Dass die USA kurdische Milizen in Syrien unterstützen, ist für den chronisch um Anerkennung bettelten Erdogan ebenfalls ein Tabubruch. Washington wiederum hadert parteiübergreifend damit, dass die Türkei unter Erdogan in punkto Wahlen, Meinungsfreiheit und Unabhängigkeit der Justiz steil in Richtung Autokratie abgedriftet ist. Am Potomac hat man dem Nato-Partner Türkei nicht durchgehen lassen, dass er sich in Russland mit einem Raketen-System (S 400) eingedeckt hat. Entsprechende Wirtschafts-Sanktionen wurden in den letzten Wochen der Trump-Präsidentschaft verhängt.

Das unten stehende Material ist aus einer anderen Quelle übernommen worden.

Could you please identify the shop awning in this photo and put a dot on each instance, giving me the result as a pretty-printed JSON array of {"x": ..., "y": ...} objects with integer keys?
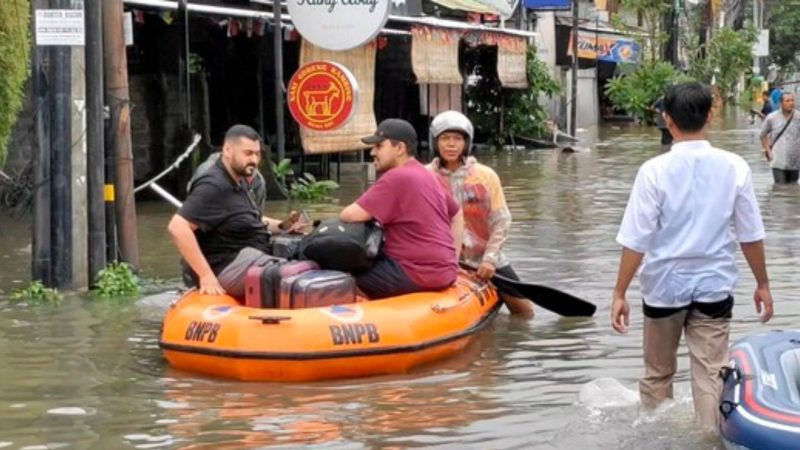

Innenpolitisch hat Biden für seine Genozid-Geste, die von 30 Ländern, darunter Russland und weite Teile der Europäischen Union inklusive Deutschland bereits vor einiger Zeit vollzogen wurde, breite Rückendeckung. Gerade erst haben rund 40 Senatoren beider Parteien den Präsidenten ausdrücklich aufgefordert, in der Armenien-Frage Klartext zu reden. Darüber hinaus wartet die demokratische Linke nach Bidens Kritik an China wegen des dortigen Genozids an den Uiguren auf weitere sichtbare Zeichen, dass die neue Regierung im Alltag Menschenrechte verteidigt und einklagt, auch wenn das diplomatische Verstimmungen auslösen kann.

Bidens Kalkulation ist, dass Erdogan mehr zu verlieren hat als er selbst. Schon im Juni wird spürbar werden, ob er richtig gelegen hat. Dann treffen sich die Präsidenten beim Nato-Gipfel in Brüssel persönlich. Bis dahin gilt: „effektives Management von Meinungsverschiedenheiten”.